While we were there, we met Sally Kim, from San Francisco, who is with the Peace Corp and has been assigned to help Tatyana and her organization in writing grants to help procure money and to write and publish information to help the Kazakh people understand and accept the handicapped people in their society.

We told her that we were from Utah and were here for 18 months in Kazakhstan. She said that she had relatives that live in Salt Lake City!! She asked us what organization we represented, we told her that she had probably heard of The Church of Jesus Christ of Latter-day Saints and she said she had!! She was delightful and wants us and Mira to come back again before we leave Kazakhstan. Sally Kim, Anne and Roy Welling, Tatyana and Mira, our translator. We felt like the meeting went very well and we hope we can do a project for them.

Afterwards, Tatyana took us to a Handicapped Children's Hospital where we met the director who we visted with about some rehabilitation equipment. They are funded by the government with medical equipment, but the government won't fund rehabilitation equipment. Director of the Handicapped Children's Hospital, Amangeldi Artekov, Roy and Anne Welling and Tatyana Ivanovana. We had visited this hospital once before and they remembered us and were appreciative that we came back to see if we could help them in any way. We hope to be able to do a project for them.

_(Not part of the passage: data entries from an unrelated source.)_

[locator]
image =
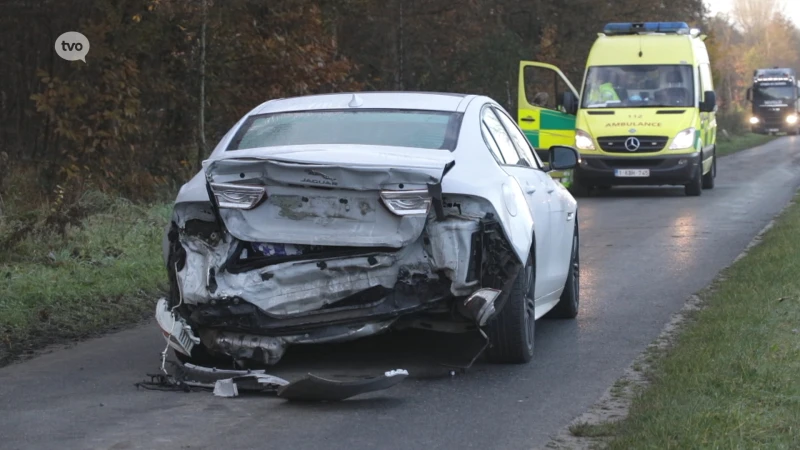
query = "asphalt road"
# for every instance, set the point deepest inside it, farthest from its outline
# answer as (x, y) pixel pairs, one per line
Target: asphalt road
(644, 251)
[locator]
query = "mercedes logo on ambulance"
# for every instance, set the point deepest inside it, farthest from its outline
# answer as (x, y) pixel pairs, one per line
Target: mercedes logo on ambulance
(632, 144)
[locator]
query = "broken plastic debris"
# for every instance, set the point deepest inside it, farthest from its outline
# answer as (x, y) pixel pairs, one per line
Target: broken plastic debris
(314, 388)
(226, 388)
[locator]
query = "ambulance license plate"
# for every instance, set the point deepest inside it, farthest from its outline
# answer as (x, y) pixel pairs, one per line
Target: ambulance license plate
(632, 172)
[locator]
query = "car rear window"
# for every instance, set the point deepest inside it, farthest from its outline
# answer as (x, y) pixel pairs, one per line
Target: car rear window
(436, 130)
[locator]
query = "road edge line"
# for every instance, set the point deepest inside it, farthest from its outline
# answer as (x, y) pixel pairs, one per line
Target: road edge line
(614, 404)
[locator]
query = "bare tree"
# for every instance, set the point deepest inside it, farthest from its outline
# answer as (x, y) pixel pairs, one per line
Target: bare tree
(754, 16)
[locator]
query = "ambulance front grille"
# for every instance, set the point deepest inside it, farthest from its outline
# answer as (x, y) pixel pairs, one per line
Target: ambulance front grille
(646, 144)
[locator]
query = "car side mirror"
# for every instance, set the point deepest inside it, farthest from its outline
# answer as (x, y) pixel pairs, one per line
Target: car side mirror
(709, 103)
(563, 157)
(569, 102)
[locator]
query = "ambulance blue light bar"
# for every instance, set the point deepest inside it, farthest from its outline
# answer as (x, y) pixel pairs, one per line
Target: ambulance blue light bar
(646, 27)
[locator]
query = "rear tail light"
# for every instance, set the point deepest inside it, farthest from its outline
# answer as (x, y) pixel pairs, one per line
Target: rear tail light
(237, 196)
(406, 203)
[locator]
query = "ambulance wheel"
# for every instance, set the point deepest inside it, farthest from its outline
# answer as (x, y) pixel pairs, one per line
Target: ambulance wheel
(708, 179)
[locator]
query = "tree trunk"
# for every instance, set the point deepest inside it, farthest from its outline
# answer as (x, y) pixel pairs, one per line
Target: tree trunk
(201, 131)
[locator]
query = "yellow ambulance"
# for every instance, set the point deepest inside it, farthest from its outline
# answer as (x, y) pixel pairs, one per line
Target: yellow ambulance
(646, 113)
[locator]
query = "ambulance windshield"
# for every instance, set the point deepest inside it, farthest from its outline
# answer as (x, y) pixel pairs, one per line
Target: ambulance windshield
(639, 86)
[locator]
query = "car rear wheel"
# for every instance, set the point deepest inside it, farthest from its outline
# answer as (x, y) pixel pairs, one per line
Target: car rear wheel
(511, 333)
(695, 187)
(708, 179)
(567, 306)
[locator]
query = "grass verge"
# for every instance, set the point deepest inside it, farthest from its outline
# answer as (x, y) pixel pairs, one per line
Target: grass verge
(741, 142)
(104, 272)
(730, 378)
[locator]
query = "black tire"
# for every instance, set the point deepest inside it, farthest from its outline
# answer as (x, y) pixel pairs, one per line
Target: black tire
(708, 179)
(511, 333)
(568, 305)
(695, 187)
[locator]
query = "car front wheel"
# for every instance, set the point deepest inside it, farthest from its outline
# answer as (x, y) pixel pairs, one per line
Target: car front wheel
(511, 333)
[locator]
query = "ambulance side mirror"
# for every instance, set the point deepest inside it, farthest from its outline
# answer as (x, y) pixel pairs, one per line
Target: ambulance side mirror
(569, 102)
(709, 103)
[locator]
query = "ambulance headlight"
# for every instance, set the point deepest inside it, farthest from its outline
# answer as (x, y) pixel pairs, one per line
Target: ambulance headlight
(684, 139)
(583, 141)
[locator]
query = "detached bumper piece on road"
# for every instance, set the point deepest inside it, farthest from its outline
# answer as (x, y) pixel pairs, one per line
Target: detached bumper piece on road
(232, 383)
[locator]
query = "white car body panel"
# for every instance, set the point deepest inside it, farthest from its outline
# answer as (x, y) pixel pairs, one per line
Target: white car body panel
(525, 202)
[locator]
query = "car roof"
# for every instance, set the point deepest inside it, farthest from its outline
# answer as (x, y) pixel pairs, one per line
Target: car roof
(425, 101)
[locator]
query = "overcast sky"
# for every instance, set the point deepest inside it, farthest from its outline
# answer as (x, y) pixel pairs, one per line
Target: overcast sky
(790, 7)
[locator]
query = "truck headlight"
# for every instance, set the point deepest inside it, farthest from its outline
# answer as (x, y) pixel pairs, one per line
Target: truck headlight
(583, 141)
(684, 139)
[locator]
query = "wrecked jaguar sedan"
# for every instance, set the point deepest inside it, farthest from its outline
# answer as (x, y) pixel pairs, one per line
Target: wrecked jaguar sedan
(332, 217)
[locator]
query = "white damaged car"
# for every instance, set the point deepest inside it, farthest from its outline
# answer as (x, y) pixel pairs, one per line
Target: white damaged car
(333, 217)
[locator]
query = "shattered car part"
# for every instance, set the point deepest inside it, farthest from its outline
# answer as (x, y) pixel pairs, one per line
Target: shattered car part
(315, 388)
(178, 333)
(231, 383)
(254, 382)
(481, 305)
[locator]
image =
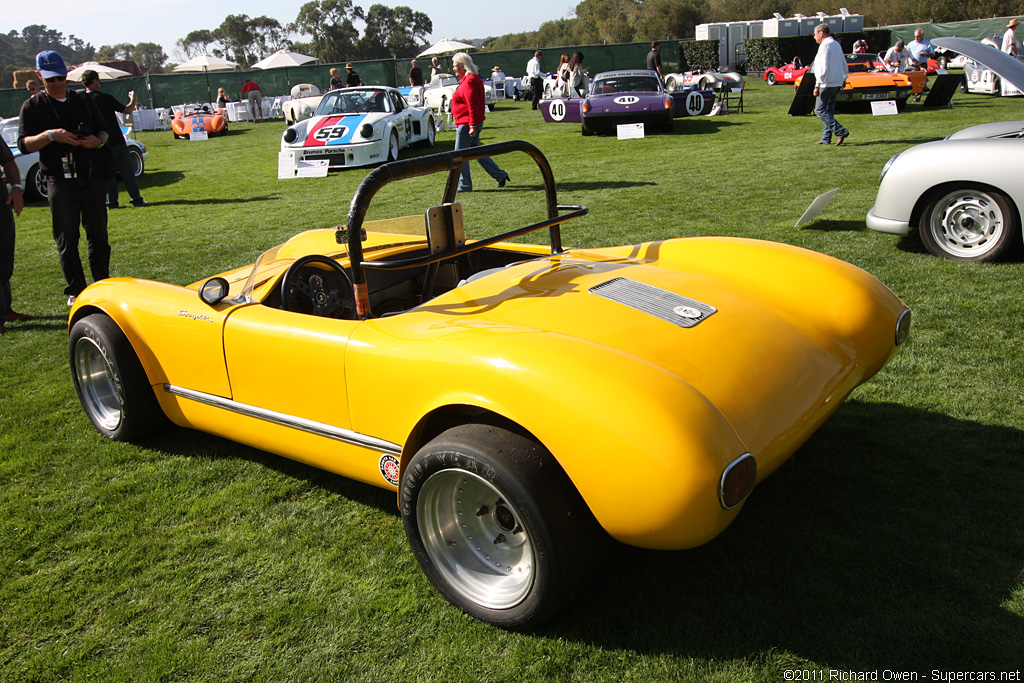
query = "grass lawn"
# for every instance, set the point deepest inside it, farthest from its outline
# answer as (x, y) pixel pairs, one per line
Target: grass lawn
(894, 540)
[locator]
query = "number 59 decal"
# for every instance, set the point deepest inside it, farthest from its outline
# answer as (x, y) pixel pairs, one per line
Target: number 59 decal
(331, 133)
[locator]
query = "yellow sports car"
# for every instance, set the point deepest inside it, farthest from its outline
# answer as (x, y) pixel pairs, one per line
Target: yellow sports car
(521, 400)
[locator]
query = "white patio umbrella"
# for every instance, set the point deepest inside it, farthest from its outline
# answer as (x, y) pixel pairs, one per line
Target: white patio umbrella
(206, 62)
(445, 45)
(284, 59)
(105, 73)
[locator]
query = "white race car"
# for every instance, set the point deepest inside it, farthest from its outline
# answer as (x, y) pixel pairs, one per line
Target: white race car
(357, 127)
(28, 165)
(964, 194)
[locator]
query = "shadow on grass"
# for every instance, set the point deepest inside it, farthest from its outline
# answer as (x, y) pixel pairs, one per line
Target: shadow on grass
(890, 541)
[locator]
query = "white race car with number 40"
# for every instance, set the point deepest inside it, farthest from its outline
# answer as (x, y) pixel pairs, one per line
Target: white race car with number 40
(359, 127)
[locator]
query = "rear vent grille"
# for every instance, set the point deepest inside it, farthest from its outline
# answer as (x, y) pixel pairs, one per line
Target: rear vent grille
(666, 305)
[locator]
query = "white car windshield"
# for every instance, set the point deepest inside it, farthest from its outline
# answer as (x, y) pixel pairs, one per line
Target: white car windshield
(361, 100)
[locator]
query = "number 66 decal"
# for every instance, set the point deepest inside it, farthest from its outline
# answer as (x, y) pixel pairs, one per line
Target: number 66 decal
(332, 133)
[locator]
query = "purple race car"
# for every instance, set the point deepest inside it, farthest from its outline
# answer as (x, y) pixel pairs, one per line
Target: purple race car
(686, 101)
(626, 96)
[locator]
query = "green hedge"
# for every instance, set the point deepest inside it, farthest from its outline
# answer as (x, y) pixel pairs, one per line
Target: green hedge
(765, 52)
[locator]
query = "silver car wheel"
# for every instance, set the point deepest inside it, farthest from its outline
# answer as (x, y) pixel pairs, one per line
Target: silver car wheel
(967, 223)
(473, 537)
(98, 388)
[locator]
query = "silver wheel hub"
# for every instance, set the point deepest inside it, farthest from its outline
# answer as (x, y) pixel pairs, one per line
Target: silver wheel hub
(474, 539)
(967, 222)
(95, 377)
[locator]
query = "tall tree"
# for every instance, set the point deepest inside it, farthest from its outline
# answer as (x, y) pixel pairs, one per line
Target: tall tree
(331, 23)
(236, 34)
(268, 36)
(393, 32)
(194, 44)
(151, 56)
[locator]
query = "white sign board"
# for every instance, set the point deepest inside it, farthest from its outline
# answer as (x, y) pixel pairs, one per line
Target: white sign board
(288, 168)
(885, 108)
(629, 131)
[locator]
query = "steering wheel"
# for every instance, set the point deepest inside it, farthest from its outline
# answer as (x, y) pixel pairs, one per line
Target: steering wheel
(318, 286)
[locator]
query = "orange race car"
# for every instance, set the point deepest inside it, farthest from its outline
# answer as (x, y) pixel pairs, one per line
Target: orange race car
(197, 119)
(869, 80)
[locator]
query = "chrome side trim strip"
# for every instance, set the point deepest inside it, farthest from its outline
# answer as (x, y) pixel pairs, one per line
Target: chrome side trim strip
(317, 428)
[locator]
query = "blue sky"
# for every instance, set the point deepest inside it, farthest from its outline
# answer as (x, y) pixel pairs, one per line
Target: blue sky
(164, 22)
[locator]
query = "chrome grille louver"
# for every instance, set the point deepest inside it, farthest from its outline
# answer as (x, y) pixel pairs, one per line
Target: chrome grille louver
(668, 306)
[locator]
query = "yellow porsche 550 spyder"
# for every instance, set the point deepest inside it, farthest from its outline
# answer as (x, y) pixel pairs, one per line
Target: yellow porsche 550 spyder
(521, 400)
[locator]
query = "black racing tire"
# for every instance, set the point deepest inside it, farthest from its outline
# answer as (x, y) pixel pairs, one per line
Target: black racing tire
(970, 223)
(35, 184)
(497, 525)
(392, 147)
(137, 161)
(111, 382)
(431, 131)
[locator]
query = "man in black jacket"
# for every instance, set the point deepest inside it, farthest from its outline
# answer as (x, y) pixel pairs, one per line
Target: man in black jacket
(67, 130)
(108, 105)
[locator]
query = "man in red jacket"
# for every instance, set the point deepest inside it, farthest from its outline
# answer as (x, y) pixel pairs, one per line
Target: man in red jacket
(467, 113)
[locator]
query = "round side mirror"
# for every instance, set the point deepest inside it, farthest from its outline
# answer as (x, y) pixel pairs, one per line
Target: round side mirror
(213, 290)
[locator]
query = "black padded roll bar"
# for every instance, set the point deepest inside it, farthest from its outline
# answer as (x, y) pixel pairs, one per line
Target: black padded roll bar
(452, 163)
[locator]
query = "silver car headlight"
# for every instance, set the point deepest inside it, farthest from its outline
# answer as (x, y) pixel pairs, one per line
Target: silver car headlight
(885, 169)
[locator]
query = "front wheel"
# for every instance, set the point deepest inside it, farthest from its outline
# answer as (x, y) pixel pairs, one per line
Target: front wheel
(392, 147)
(496, 524)
(970, 224)
(111, 382)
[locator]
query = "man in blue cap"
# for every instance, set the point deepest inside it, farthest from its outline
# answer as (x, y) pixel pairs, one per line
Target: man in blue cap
(67, 130)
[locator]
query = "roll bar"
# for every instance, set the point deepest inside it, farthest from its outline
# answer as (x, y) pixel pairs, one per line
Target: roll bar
(353, 233)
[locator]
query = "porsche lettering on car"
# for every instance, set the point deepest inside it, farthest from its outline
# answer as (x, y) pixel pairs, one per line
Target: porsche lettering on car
(357, 127)
(964, 194)
(521, 400)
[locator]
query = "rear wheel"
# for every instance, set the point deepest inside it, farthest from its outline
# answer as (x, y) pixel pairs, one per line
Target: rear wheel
(35, 184)
(968, 223)
(392, 147)
(111, 382)
(496, 524)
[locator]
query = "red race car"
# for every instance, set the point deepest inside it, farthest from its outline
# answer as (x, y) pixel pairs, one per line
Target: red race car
(198, 118)
(786, 74)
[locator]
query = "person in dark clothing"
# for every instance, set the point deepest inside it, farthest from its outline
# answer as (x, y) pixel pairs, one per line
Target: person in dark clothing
(415, 75)
(10, 206)
(352, 80)
(67, 130)
(108, 104)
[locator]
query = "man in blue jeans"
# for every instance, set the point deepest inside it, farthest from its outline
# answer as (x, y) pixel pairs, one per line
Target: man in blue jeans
(108, 104)
(829, 76)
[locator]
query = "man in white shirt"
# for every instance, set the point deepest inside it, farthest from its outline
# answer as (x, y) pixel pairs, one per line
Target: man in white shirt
(1010, 44)
(921, 48)
(897, 57)
(829, 76)
(536, 77)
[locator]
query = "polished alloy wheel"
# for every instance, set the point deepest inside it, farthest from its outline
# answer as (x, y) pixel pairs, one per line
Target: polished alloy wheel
(967, 222)
(472, 535)
(98, 388)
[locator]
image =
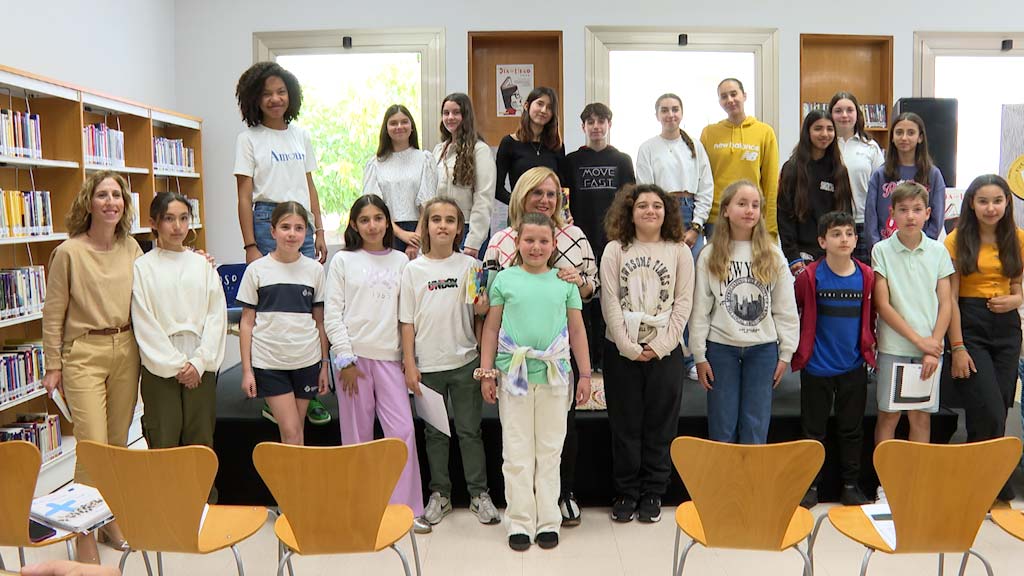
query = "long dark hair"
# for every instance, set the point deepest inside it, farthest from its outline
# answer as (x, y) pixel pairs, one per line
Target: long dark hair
(464, 140)
(384, 146)
(619, 222)
(352, 239)
(796, 174)
(249, 91)
(969, 232)
(549, 136)
(922, 159)
(682, 133)
(858, 125)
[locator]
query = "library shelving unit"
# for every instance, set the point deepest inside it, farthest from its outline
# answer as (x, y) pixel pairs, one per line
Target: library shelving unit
(65, 112)
(862, 65)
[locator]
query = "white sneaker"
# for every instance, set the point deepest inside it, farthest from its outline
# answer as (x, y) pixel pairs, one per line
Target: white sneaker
(484, 508)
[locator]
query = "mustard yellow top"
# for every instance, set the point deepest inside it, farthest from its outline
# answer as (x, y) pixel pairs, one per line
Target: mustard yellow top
(988, 281)
(86, 289)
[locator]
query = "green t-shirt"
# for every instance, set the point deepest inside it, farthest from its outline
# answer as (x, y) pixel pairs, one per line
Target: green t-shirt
(535, 313)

On the way back from Karaganda, we stopped in Osakaravka to see Svetlana and Ludmilla, two people who we have worked with before. We are hopeful that we can do another project for them, also.

We got back to Astana in the evening but felt that the day went well and we accomplished all we had set out to do. We were glad to be able to visit with these wonderful people again.

All last week we were trying to get a letter signed by the Minister of Health giving us permission to hold the NRT. Without this letter we cannot get pre-custom clearance to ship the equipment here. We will be working on that this week as well.

This little bus is called a "Marchuka" and they go all through the city streets. They cost a little more than the big buses but they go to more places.

This is our basic mode of transportation. We wait at the bus stop for a bus and then sometimes 4 or 5 show up at once!! There is no schedule; just show up and wait until the right one comes along!! But the buses come pretty regularly so we usually don't have to wait too long!!

We were able to stay up Saturday night late and listen to the first session of General Conference. We were also able to stay up on Sunday night to listen to the first session on Sunday. What wonderful counsel we have received this weekend!! We were able to download the first session and have Zhanna listen to it in Mongolian on Sunday morning. She was thrilled!!

We hope you were all uplifted by the messages of the General Authorities and that your testimonies have been strengthened as ours have been.